United States v. Phosphate Export Assn.Annotate this Case
393 U.S. 199 (1968)
U.S. Supreme Court
United States v. Phosphate Export Assn., 393 U.S. 199 (1968)
United States v. Concentrated Phosphate Export Assn., Inc.
Argued October 24, 1968
Decided November 25, 1968
393 U.S. 199
The Government filed a civil antitrust action against appellee association and its member firms charging violations of § 1 of the Sherman Act with regard to 11 sales by the association of concentrated phosphate to the Republic of Korea under the United States foreign aid program. In two cases, the Government itself let the contracts, and the remaining nine were let by an agency of the Korean Government. The Agency for International Development (AID) retained effective control over the transactions, from approving the procurement, through the financing thereof by the United States, to the shipping. The trial court upheld appellees' contention that they were exempt from antitrust liability under § 2 of the Webb-Pomerene Act as acts "done in the course of export trade." Appellee association has since dissolved itself, alleging that a recent AID regulation has made continued operation uneconomical.
1. The case is not moot. Pp. 393 U. S. 202-204.
(a) The Government sought relief not only against the association, but also against its members. Pp. 393 U. S. 202-203.
(b) The AID regulation does not apply to all contracts on which the former members of the association might bid. P. 393 U. S. 203.
(c) Appellees' statement that it would be uneconomical to engage in further joint operations, standing alone, does not satisfy the stringent test for mootness, but appellees may show on remand that the likelihood of further violations is sufficiently remote to make injunctive relief unnecessary. Pp. 393 U. S. 203-204.

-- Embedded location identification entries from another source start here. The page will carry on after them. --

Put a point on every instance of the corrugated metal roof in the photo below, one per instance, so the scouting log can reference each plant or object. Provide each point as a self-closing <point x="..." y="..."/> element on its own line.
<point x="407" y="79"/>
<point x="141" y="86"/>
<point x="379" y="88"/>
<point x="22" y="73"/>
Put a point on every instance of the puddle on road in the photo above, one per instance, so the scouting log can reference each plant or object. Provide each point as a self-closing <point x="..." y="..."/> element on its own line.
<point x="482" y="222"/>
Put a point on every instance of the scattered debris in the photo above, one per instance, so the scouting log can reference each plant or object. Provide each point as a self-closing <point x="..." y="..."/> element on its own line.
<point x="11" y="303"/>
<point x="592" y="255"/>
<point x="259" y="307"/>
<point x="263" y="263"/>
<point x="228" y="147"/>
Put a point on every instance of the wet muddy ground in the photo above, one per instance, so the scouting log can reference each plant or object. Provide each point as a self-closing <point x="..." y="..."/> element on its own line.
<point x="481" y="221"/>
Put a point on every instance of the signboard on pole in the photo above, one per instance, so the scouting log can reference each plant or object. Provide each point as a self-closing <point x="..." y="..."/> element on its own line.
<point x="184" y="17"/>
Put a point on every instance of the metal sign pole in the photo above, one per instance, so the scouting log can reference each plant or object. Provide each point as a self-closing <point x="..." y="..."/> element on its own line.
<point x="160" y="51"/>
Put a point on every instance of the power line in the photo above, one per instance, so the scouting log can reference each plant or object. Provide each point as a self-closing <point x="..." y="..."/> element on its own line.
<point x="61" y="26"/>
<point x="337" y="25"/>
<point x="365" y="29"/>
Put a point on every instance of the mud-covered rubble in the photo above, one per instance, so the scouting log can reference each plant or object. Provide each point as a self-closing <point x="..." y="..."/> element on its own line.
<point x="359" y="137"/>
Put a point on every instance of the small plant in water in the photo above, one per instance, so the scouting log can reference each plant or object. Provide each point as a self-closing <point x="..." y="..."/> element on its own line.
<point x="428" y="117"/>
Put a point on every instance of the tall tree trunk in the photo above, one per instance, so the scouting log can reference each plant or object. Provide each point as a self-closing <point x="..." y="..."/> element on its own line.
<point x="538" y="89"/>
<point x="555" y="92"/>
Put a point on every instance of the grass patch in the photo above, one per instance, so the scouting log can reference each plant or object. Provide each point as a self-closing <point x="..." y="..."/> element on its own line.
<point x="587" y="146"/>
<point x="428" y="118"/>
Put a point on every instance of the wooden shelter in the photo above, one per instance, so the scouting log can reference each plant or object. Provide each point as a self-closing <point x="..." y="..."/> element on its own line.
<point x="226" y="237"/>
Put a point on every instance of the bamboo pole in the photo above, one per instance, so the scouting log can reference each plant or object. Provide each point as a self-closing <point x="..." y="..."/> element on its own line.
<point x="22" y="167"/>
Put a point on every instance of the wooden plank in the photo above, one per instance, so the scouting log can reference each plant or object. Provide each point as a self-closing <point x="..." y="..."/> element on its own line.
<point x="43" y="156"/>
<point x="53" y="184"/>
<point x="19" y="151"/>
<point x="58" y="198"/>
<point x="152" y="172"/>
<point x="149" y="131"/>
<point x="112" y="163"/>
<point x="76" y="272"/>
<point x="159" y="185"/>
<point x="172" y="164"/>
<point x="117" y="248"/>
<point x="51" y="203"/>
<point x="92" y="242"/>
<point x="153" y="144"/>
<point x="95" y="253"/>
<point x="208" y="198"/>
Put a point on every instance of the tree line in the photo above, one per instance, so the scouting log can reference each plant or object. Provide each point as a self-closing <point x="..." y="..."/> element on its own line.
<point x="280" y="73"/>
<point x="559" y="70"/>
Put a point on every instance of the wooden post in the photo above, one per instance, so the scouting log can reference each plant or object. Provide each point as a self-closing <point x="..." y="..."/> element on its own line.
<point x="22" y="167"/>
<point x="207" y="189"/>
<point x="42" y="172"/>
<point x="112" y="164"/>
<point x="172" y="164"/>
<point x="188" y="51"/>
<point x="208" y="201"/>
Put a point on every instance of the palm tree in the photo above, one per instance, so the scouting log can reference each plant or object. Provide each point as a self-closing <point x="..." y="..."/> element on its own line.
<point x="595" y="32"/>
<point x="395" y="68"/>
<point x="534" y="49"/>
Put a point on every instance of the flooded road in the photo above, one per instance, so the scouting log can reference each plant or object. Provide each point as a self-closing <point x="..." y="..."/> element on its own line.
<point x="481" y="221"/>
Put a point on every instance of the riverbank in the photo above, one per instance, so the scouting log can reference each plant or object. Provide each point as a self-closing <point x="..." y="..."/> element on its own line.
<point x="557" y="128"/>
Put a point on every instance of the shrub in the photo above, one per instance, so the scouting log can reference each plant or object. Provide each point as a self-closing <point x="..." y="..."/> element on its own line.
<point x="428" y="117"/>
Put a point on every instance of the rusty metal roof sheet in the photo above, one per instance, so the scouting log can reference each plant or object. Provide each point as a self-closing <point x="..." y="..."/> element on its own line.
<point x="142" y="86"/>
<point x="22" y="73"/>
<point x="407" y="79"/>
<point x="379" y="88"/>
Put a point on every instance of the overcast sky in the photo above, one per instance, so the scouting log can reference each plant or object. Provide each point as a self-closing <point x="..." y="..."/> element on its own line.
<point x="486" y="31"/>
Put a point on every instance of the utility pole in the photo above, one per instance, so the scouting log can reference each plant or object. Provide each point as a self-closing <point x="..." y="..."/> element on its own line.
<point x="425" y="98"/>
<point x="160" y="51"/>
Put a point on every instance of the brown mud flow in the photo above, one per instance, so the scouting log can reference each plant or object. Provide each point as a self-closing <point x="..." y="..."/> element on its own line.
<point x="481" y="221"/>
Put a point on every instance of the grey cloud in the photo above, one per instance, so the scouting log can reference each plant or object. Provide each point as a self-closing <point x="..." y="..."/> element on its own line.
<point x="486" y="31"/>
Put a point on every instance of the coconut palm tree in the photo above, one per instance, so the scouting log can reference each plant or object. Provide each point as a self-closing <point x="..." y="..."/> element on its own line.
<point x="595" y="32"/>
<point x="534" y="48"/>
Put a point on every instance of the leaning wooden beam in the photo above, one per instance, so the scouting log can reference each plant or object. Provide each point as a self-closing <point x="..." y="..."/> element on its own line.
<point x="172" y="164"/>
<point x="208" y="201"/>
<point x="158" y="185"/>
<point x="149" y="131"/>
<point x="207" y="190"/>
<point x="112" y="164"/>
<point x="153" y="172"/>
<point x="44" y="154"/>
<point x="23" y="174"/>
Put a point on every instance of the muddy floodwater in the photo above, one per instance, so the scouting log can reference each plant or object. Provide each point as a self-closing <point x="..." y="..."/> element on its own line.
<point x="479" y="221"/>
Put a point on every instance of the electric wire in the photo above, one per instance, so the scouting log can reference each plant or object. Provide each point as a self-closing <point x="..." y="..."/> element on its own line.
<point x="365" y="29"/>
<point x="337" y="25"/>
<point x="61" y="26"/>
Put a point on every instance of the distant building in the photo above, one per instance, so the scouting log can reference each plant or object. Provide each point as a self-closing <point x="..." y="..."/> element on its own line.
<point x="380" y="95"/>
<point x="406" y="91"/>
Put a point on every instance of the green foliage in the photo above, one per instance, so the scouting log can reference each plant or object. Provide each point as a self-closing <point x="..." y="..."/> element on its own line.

2. The antitrust exemption of the Webb-Pomerene Act, which was enacted to "extend our foreign trade" without significantly injuring American consumers, does not insulate transactions initiated, controlled, and financed by the United States Government, merely because a foreign government is the nominal "purchaser." Pp. 393 U. S. 206-210.

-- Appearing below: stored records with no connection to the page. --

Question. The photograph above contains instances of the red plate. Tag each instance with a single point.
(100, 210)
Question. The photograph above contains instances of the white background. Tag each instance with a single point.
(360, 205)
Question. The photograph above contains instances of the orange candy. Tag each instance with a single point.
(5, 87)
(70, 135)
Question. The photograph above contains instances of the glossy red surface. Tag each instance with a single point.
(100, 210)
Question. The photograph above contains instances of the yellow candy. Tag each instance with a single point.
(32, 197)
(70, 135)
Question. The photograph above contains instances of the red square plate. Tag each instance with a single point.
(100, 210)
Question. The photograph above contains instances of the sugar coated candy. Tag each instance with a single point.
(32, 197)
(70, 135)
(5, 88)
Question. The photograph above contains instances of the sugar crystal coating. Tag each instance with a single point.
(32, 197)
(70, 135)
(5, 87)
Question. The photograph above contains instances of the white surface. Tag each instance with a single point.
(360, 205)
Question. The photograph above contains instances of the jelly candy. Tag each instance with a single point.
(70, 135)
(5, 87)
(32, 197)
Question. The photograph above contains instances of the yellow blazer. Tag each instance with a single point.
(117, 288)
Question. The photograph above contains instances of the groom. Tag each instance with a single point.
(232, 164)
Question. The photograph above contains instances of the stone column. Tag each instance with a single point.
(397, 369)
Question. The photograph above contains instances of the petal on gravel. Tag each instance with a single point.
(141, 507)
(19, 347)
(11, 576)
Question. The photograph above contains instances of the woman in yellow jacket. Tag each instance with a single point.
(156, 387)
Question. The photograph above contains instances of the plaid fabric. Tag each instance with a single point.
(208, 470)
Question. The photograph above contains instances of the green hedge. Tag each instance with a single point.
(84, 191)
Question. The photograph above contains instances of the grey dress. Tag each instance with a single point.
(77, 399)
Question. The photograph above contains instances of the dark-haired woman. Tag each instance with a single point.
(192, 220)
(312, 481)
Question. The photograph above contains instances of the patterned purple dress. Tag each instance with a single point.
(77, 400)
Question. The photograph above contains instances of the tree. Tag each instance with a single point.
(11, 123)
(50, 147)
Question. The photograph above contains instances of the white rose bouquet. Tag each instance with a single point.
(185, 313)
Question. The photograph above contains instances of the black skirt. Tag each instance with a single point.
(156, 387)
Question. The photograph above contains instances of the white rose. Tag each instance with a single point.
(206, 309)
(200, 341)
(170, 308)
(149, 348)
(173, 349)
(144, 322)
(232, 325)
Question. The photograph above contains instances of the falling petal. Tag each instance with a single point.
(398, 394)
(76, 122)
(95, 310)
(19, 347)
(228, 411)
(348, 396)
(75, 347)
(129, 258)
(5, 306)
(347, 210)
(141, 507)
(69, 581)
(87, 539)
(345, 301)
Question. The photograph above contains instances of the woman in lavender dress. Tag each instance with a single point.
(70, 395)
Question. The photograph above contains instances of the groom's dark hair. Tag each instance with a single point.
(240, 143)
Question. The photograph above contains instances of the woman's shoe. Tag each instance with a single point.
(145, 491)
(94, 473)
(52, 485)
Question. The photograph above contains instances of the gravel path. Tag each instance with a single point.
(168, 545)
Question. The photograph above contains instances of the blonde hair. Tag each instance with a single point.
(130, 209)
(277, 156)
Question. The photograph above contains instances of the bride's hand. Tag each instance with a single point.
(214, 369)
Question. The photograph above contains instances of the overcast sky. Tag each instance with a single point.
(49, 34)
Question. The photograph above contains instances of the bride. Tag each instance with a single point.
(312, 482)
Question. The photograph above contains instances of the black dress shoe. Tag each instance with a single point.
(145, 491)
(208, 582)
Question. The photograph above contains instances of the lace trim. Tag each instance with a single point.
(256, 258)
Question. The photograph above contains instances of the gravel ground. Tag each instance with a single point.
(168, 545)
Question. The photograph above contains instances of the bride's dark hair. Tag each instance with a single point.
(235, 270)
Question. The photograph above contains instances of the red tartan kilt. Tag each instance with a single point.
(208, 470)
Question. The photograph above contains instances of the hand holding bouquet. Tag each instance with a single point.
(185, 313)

(a) The economic reality of the transactions shows that American participation was overwhelmingly dominant, the foreign
elements were comparatively insignificant, and the burden of noncompetitive pricing fell not on the foreign purchaser, but on the American taxpayer, and it stretches neither the language nor the purpose of the Act to determine that such sales are not "exports." Pp. 393 U. S. 208-209.

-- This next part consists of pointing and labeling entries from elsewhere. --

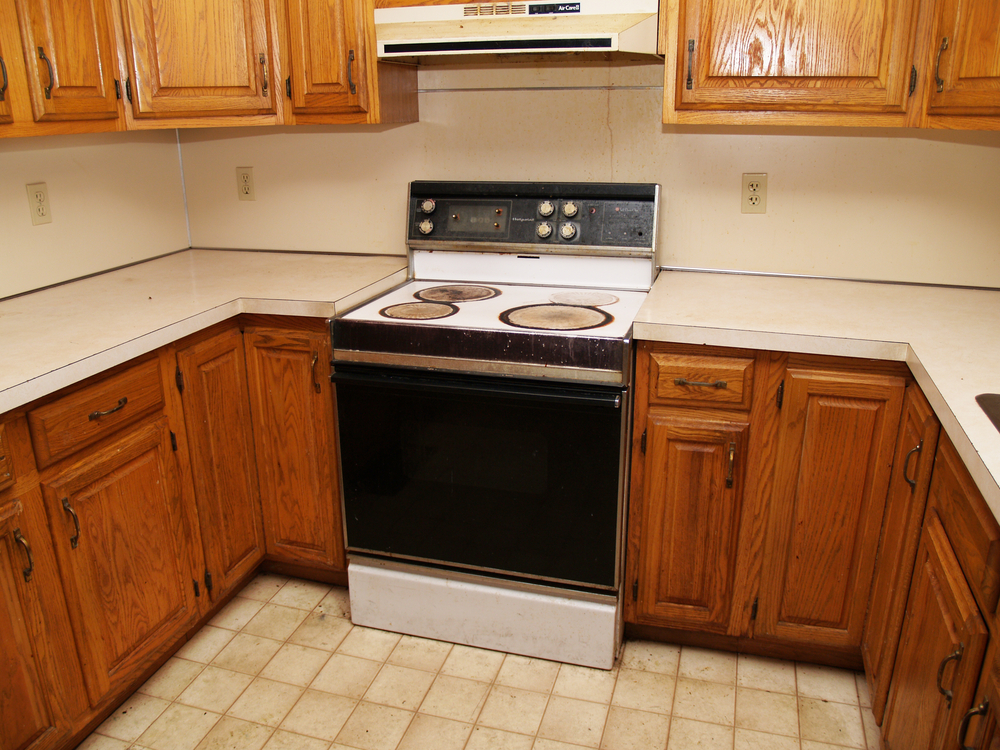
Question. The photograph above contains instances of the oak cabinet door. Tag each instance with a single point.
(118, 528)
(966, 48)
(904, 514)
(220, 436)
(941, 649)
(70, 58)
(689, 522)
(328, 56)
(292, 406)
(837, 433)
(199, 59)
(794, 55)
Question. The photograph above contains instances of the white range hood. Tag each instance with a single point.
(517, 27)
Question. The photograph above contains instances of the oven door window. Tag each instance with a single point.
(514, 478)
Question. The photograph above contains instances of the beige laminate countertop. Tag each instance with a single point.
(950, 338)
(59, 336)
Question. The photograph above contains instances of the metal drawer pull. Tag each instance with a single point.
(955, 655)
(27, 548)
(74, 541)
(979, 710)
(684, 381)
(98, 414)
(52, 74)
(906, 466)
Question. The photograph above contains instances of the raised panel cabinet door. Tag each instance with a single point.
(940, 651)
(291, 402)
(220, 437)
(836, 439)
(966, 59)
(794, 55)
(904, 515)
(198, 59)
(118, 529)
(693, 487)
(327, 52)
(70, 58)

(b) On the contracts involved here, the world's major trading nations were ineligible to compete, as procurement was limited essentially to the United States and the underdeveloped countries, so that the major impact of permitting the combination appellees desire would be not to encourage exports, but to deprive Americans of the main benefits of competition among American firms. P. 393 U. S. 209.
273 F.Supp. 263, reversed and remanded.